Aunque esa época ya quedó atrás, ahora cualquiera puede sentirse en la piel de John Franklin, Edmund Hillary y el resto de exploradores árticos, ya que una compañía ha remodelado el camarote de uno de sus cruceros para hacer sentir a sus huéspedes como todo un pasajero de estos viajes hacia los confines septentrionales del globo terráqueo. Se trata de una experiencia única en el mundo que, además, tiene como destino uno de los lugares más majestuosos de todo el planeta.
Un camarote remodelado con todas las modernidades
HX Expeditions ha presentado el camarote 1896 para conmemorar el 130 aniversario de la primera travesía del DS Lofoten, el primer ‘crucero de expedición’ de la historia, rumbo a la isla de Svalbard. En esta ocasión, el habitáculo se encuentra en el MS Fridtjof Nansen y replica la estética de las cabinas de aquel barco del siglo XIX, desde las vigas hasta las paredes y los suelos (e incluso el olor), aunque sin renunciar a las comodidades modernas, lo que supone un viaje sumamente peculiar e inolvidable.

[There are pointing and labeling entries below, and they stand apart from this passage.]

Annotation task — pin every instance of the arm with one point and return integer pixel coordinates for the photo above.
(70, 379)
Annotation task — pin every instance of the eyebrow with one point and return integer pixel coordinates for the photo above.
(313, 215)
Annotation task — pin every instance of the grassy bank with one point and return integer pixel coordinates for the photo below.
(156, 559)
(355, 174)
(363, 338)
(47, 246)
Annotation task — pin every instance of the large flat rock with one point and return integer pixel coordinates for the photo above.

Este homenaje a los exploradores árticos es algo único que no se puede encontrar en ninguna otra naviera, por lo que los apasionados de la historia y de los viajes marítimos tienen una oportunidad inmejorable para sentirse como un intrépido aventurero de hace casi dos siglos. Eso sí, no se podrá disfrutar de él durante todo el viaje, ya que las reservas no se realizan como un camarote cualquiera que esté en otro crucero.
Tan solo se puede pernoctar una noche en el camarote 1896, siempre con un suplemento de 100 euros por noche y por persona. Como es lógico, son muchos los que han querido reservar ya esta habitación para este año 2026, pero quienes no lo hayan logrado podrán conocerlo a través de una de las visitas guiadas que ofrece el propio crucero para que también puedan ser partícipes de esta increíble iniciativa.